Während von den drei Grundbestandteilen des Schemas sowohl Form als auch Technik auf Marx zurückgingen, 349 bildete die Wirtschaftsgesinnung Sombarts Kernidee. Er verstand darunter „alle Wertvorstellungen, Zwecksetzungen, Maxime, die in den die Wirtschaft gestaltenden Personen lebendig werden.“ 350 Ferner machte Sombart die sittliche Einheit der drei Bestandteile zum roten Faden seiner historischen Untersuchungen: „Es ist ein Grundgedanke dieses Werkes, daß je zu verschiedenen Zeiten eine verschiedene Wirtschaftsgesinnung geherrscht habe und daß es der Geist ist, der sich eine ihm angemessene Form gibt und dadurch die wirtschaftliche Organisation schafft.“ 351 Wirtschaftssysteme als Ganzes seien kein aus Einzelteilen montierter Mechanismus. Vielmehr vereinigten sie mehrere Strukturprinzipien, deren Übertragung auf Geist, Form und Technik eine charakteristische Einheit – besser, eine Ästhetik – ergeben könne.

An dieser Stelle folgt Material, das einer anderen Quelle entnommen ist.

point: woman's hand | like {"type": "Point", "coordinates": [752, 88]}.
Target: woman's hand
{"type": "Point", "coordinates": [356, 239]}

Der Begriff Sombarts beschrieb daher weniger ein Wirtschaftssystem, wie er es nannte, sondern eher schon einen „Wirtschaftsstil“ im Sinne von Müller-Armacks „Einheit des Ausdrucks und der Haltung.“ 352 Im wirtschaftspolitischen Teil seiner Werke definierte Müller-Armack später die „Sozialmarktwirtschaft“ als „Wirtschaftsstil des Kompromisses“ zwischen dem durch den Markt zur Geltung kommenden Prinzip der Wirtschaftsleistung und dem gemäß sozialer Gerechtigkeit vereinbarten Umverteilungsprinzip für die zum Leistungswettbewerb nicht Fähigen. 353 Beide Prinzipien in einem System der freien Wirtschaft zusammenzubringen hielt der liberale Ökonom Friedrich August von Hayek (1899-1992) für unsinnig. Die Leistung des Marktes entspreche dem Beitrag aller zur Wirtschaftskraft und könne keinesfalls sozial sein, oder anders ausgedrückt sei nach einem utilitaristischen Gerechtigkeitsprinzip der Markt per se immer sozial. 354 Trotz der Virulenz von Hayeks Worten beweisen aber alle heutigen westlichen Wirtschaftsverfassungen, dass eine politische Abmachung – verwirklicht beispielsweise durch einen von Staat, Arbeitgebern und Gewerkschaften vereinbarten Mindestlohn – imstande ist, zwei antinomische Gesellschaftsprinzipien in Einklang zu bringen. Das Stilkonzept entspricht einem Ensemble wirklicher Feststellbarkeit, indessen stellt das System nur ein Kausalitätsgefüge logischer Prüfbarkeit dar.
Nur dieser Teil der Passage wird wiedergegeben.